What will you do about these upstarts, in this, the 11th year of your reign?
>Grant them their privileges. They seek only the means to author their own fates and that is admirable and good.
>Refuse them their rights and crush their efforts at organization. Creation is done and the troupes were cast a million years ago. Nothing of that can be altered.
>>
>>6180750
>Grant them their privileges. They seek only the means to author their own fates and that is admirable and good.
>>
>>6180750
>>Refuse them their rights and crush their efforts at organization. Creation is done and the troupes were cast a million years ago. Nothing of that can be altered
>>
>>6180750
>Refuse them their rights and crush their efforts at organization. Creation is done and the troupes were cast a million years ago. Nothing of that can be altered.
First they demand rights, next they upend the social order.

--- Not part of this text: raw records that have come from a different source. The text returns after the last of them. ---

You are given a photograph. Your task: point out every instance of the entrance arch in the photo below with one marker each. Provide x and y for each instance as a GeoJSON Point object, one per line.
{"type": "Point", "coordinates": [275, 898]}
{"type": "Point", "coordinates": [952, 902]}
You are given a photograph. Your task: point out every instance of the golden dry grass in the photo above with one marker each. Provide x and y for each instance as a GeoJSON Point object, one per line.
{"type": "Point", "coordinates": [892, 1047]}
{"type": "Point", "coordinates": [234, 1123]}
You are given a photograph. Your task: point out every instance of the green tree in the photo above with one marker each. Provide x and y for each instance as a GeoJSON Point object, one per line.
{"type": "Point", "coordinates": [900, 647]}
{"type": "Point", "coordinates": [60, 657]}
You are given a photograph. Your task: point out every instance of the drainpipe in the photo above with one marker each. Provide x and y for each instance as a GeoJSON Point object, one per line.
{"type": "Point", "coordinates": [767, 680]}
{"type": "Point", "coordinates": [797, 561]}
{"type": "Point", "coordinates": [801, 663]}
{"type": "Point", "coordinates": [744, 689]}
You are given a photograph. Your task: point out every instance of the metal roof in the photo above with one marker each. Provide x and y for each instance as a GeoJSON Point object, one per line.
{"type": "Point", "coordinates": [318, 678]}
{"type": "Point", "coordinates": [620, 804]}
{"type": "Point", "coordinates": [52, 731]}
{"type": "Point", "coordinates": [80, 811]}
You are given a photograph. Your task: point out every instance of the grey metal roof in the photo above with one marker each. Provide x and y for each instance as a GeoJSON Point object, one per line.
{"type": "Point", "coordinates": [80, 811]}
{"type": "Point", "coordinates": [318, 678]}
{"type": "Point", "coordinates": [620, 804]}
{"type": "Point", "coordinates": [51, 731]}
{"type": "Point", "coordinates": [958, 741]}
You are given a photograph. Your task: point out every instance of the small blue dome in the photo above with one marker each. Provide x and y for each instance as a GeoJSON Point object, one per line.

Die
>>
>>6180750
>Grant them their privileges. They seek only the means to author their own fates and that is admirable and good.
They might prove a very useful weapons against the old barons.
>>
>>6180750
>Grant them their privileges. They seek only the means to author their own fates and that is admirable and good.
If we want the kingdom to prosper guilds are the natural next step for an enlightened king
>>
>>6180750
>Grant them their privileges. They seek only the means to author their own fates and that is admirable and good.
>>
>>6180750

>Grant them their privileges. They seek only the means to author their own fates and that is admirable and good.

Isn’t this exactly what our father had hoped to achieve - setting our people on a path to greatness?
>>
>>6180750
>>Refuse them their rights and crush their efforts at organization. Creation is done and the troupes were cast a million years ago. Nothing of that can be altered
>>
>>6180750
>Grant them their privileges. They seek only the means to author their own fates and that is admirable and good.
The guilds will serve as a counterbalance to the barons.
>>
>>6180750
>>Refuse them their rights and crush their efforts at organization. Creation is done and the troupes were cast a million years ago. Nothing of that can be altered
>>
>>6180750
>Grant them their privileges. They seek only the means to author their own fates and that is admirable and good.
Fuck the barons. Drop kick the barons. Punch the barons in the head.
>>
>>6180750
>Grant them their privileges. They seek only the means to author their own fates and that is admirable and good.

But make them pay an annual fee to the Crown for this new ‘Royal Charter’
>>
>>6180750
>Grant them their privileges. They seek only the means to author their own fates and that is admirable and good.
>>
>>6180750
>Grant them the rights.
>>
>>6180750
We are going to suffer 30 years of pain from that cough because of her aren't we? Well, so long as we can find someone to be our heir that isn't from her, say an adoption, then we shouldn't need to worry about the barons trying to be fucking clever with how they try and get more power for themseves like always.

>Grant them their privileges. They seek only the means to author their own fates and that is admirable and good.
Weaken the barons and our reign grows ever stronger over them.
>>
>>6181035
>Well, so long as we can find someone to be our heir that isn't from her, say an adoption
I say find a willing bedwench and father a bastard that way. Like Abraham and Hagar.
>>
>>6181035
I assumed our throne would pass to one of our brothers or nephews upon our passing. Maybe we can take one under our wing to ensure a smooth transition.